When Bricks inserts content that references imported classes, it must keep the element’s class references valid. If the imported class is identical to an existing class, Bricks can map the imported class to the existing one. If the class differs, Bricks can route the class through the import review workflow.
This is why reviewing class imports matters: accepting a class can change the class library, while mapping a class can make the inserted content reuse an existing local class.
Generated CSS lifecycle
Section titled “Generated CSS lifecycle”Bricks does not output every class record on every page just because it exists in the Class Manager.
Global class CSS is generated for classes that are used by elements in the current rendered context. Bricks also generates class CSS per element type so element-specific controls can output the correct selectors for that class.
This has a few practical effects:
- An unused class can exist in the Class Manager without producing frontend CSS on a page.
- A class with no styles can be assigned but may not output useful CSS.
- A class can output different generated rules depending on the element types that use it.
- If a site uses external CSS files, class changes may require Bricks to regenerate CSS files.
Conflict detection while saving
Section titled “Conflict detection while saving”If global class synchronization/conflict checking is enabled, Bricks can detect when another user changed global classes after your builder session loaded.
The save flow can report:
- Classes added by another user.
- Classes modified by another user.
- Classes deleted or trashed by another user.
- True conflicts where both your session and another session changed the same class.

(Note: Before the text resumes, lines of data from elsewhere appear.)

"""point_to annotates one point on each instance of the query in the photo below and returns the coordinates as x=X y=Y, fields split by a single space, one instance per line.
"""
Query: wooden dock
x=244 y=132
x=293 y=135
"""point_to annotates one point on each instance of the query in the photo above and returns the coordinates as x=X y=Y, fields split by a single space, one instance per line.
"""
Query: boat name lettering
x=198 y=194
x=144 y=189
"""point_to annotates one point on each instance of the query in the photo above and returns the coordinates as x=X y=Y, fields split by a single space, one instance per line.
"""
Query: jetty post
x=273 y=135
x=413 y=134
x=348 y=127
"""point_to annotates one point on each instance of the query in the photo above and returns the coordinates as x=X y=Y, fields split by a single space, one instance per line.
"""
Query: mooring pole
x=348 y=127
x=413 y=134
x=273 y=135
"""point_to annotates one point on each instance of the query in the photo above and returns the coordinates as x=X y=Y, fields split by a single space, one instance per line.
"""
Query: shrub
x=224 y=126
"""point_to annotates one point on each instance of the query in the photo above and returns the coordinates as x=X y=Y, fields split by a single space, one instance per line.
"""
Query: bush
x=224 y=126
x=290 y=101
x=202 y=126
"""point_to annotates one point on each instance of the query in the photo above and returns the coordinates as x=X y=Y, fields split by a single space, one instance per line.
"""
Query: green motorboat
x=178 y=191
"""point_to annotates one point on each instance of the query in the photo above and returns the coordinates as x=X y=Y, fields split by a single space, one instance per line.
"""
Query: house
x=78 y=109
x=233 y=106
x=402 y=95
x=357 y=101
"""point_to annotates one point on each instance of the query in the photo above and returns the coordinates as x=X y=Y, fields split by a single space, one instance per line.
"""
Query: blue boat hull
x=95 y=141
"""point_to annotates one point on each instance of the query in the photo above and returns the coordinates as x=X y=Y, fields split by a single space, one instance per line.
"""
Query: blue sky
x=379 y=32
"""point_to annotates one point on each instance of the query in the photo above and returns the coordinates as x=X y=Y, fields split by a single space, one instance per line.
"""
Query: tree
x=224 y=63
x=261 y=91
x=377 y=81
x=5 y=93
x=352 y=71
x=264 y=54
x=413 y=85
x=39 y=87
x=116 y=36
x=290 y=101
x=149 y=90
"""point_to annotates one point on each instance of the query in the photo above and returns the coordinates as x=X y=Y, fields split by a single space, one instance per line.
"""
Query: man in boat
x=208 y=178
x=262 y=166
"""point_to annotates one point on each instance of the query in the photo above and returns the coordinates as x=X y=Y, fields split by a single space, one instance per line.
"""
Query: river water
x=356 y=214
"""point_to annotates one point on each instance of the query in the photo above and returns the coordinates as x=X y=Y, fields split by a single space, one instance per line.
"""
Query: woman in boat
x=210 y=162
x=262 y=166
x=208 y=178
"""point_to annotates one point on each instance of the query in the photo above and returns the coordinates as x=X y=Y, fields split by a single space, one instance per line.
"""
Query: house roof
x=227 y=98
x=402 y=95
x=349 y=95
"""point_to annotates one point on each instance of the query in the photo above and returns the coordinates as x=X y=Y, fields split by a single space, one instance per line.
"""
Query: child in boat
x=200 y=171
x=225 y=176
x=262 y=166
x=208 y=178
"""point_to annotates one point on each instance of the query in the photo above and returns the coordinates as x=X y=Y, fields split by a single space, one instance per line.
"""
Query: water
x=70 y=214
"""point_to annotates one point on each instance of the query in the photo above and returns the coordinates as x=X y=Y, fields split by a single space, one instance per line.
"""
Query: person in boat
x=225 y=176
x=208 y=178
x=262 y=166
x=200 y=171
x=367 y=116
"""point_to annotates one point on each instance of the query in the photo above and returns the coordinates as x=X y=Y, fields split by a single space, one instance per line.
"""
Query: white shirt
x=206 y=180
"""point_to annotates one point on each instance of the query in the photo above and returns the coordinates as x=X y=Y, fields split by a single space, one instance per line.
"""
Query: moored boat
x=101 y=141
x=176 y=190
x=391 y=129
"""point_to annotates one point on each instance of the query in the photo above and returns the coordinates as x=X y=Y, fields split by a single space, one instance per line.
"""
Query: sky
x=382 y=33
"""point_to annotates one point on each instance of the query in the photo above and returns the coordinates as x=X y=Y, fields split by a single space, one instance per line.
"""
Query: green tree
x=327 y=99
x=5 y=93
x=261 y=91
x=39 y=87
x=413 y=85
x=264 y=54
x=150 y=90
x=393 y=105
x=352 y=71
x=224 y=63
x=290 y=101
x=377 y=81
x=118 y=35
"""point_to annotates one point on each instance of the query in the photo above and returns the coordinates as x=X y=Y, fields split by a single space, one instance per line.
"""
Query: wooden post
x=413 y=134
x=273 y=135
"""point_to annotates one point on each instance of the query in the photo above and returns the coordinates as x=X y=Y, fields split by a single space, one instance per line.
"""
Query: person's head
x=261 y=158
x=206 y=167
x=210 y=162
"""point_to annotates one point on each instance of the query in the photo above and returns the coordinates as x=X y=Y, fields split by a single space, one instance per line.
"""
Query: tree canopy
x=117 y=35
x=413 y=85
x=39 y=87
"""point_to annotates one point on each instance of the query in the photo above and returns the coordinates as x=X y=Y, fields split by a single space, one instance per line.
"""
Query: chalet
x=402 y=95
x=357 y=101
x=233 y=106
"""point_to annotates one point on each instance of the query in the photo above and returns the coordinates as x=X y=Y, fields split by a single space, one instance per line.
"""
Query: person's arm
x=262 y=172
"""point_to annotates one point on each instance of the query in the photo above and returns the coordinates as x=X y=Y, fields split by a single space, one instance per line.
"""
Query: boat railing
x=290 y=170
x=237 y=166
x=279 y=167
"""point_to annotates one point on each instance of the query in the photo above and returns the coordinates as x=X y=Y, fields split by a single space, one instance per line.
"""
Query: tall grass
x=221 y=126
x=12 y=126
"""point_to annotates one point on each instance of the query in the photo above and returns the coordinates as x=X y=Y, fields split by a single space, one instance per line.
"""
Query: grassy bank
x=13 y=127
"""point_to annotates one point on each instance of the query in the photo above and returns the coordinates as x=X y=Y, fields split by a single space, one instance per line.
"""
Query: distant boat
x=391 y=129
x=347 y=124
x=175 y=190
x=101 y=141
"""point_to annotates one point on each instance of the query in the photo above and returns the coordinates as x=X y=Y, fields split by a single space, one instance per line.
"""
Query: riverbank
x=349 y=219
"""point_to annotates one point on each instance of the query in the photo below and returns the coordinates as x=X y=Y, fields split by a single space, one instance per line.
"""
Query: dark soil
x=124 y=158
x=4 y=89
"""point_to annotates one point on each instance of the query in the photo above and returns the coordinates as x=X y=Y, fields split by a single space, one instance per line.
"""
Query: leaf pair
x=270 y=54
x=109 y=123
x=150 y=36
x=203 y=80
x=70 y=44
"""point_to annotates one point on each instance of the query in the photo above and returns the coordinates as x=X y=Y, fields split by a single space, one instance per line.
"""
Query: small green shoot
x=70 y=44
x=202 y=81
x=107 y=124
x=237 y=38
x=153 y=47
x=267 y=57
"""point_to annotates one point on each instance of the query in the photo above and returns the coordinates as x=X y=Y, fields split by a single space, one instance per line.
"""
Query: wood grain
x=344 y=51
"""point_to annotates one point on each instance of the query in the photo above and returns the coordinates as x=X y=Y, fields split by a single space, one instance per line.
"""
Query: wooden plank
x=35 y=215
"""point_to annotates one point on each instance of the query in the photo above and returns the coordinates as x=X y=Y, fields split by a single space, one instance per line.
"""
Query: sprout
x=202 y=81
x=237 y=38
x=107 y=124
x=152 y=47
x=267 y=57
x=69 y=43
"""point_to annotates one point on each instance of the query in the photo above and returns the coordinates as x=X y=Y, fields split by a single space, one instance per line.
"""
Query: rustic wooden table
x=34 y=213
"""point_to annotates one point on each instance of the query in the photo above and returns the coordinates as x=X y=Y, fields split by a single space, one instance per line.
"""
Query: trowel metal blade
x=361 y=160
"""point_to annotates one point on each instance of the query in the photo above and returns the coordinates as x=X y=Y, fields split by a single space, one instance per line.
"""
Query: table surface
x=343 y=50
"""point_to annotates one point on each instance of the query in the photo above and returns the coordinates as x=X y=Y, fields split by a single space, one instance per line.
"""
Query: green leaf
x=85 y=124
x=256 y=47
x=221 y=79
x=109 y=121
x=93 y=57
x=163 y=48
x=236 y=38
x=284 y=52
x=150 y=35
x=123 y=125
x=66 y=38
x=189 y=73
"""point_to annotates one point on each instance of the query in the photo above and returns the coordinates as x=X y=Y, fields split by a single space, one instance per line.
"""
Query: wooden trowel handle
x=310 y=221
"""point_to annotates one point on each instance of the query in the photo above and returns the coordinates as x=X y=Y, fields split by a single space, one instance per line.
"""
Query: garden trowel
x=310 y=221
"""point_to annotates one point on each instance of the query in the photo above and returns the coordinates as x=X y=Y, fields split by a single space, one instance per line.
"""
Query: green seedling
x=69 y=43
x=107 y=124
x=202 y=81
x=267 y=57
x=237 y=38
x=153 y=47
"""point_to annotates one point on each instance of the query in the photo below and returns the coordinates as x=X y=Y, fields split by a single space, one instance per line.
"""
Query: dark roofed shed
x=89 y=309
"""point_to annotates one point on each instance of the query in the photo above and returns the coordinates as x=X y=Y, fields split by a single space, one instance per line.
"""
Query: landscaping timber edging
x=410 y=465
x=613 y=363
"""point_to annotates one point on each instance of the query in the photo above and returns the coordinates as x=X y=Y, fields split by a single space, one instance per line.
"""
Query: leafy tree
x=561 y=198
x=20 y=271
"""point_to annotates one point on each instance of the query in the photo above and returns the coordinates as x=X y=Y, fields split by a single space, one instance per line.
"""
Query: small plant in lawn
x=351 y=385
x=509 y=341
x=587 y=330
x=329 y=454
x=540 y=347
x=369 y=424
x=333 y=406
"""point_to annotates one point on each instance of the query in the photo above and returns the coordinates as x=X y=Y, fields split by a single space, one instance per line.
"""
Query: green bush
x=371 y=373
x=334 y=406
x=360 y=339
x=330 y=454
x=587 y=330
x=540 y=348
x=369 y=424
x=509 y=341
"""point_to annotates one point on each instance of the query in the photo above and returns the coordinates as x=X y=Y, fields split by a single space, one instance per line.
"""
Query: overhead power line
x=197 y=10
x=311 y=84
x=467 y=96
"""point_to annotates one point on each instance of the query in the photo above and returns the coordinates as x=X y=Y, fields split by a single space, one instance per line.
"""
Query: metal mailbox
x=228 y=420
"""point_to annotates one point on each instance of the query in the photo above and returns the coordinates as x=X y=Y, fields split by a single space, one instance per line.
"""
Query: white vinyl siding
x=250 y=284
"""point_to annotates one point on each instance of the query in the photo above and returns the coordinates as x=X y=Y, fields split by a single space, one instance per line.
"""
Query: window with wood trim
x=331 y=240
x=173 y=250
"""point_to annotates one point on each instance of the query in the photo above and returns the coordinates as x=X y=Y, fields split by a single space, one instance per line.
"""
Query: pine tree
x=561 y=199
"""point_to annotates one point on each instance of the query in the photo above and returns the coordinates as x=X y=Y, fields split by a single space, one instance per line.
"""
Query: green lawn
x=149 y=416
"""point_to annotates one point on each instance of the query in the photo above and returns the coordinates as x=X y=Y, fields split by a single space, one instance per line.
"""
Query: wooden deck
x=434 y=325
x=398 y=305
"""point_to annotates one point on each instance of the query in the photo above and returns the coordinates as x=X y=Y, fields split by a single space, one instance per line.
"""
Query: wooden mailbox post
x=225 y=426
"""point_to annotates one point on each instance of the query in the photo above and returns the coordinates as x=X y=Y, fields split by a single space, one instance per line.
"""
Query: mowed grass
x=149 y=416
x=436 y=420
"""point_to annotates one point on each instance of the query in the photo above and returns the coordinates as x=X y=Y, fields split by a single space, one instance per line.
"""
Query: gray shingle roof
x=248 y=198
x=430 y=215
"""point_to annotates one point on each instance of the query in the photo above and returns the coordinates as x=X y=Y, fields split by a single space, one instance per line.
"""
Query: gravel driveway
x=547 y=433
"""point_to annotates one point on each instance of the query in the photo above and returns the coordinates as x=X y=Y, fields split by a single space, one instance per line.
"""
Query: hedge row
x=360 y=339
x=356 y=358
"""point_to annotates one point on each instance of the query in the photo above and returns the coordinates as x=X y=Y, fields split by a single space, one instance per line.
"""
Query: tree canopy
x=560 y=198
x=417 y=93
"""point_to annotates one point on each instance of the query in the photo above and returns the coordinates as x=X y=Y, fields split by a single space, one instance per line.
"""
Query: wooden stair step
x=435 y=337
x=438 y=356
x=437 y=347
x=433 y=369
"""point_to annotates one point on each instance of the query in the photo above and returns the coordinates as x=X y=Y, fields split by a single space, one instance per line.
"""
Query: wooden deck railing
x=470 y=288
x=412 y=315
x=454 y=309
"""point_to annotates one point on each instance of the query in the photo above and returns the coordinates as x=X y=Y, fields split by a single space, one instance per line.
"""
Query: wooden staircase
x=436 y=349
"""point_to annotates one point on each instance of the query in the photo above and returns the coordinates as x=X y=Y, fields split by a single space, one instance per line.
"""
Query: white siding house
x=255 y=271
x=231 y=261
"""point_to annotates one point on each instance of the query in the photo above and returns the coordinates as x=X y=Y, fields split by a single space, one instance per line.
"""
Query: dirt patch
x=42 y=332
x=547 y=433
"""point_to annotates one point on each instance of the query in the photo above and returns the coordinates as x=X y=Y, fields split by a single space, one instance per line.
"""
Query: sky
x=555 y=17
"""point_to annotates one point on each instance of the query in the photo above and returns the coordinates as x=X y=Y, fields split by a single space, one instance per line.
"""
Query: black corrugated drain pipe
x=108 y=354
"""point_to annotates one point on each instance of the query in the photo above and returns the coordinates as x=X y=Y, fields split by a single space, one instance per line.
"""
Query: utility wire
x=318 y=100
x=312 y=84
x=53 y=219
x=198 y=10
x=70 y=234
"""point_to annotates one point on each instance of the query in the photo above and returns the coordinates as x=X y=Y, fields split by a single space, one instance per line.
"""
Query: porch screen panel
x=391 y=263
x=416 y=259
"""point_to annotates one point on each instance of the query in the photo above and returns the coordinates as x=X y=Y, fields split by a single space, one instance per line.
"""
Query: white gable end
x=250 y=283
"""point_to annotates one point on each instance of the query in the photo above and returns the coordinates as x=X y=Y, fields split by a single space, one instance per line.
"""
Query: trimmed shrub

Resolve the notification before continuing. This protects shared class systems on teams.
Best practices
Section titled “Best practices”- Use clear class names that describe purpose, not only appearance.
- Keep foundational classes locked once they are stable.
- Use categories for large systems such as layout, typography, buttons, cards, utilities, and components.
- Avoid deleting classes based only on the current page’s usage filter.
- Review imports before accepting them on client sites.
- Keep utility classes small and predictable.
- Avoid creating several classes that set the same property in conflicting ways.
Troubleshooting
Section titled “Troubleshooting”A class is in the manager but has no visible effect
Section titled “A class is in the manager but has no visible effect”Check whether the class is assigned to an element, has styles, and is not overridden by element ID styles or custom CSS.
I cannot edit a class
Section titled “I cannot edit a class”The class may be locked, your user role may not have the required permission, or the Class Manager may be disabled.
I restored a class and its name changed
Section titled “I restored a class and its name changed”That can happen when a class with the same name already exists. Rename the restored class if you need a different convention.
Imported content does not look like the source site
Section titled “Imported content does not look like the source site”Check whether imported classes were accepted, mapped to local classes, or rejected. Also check whether required variables, color palettes, or theme styles were imported.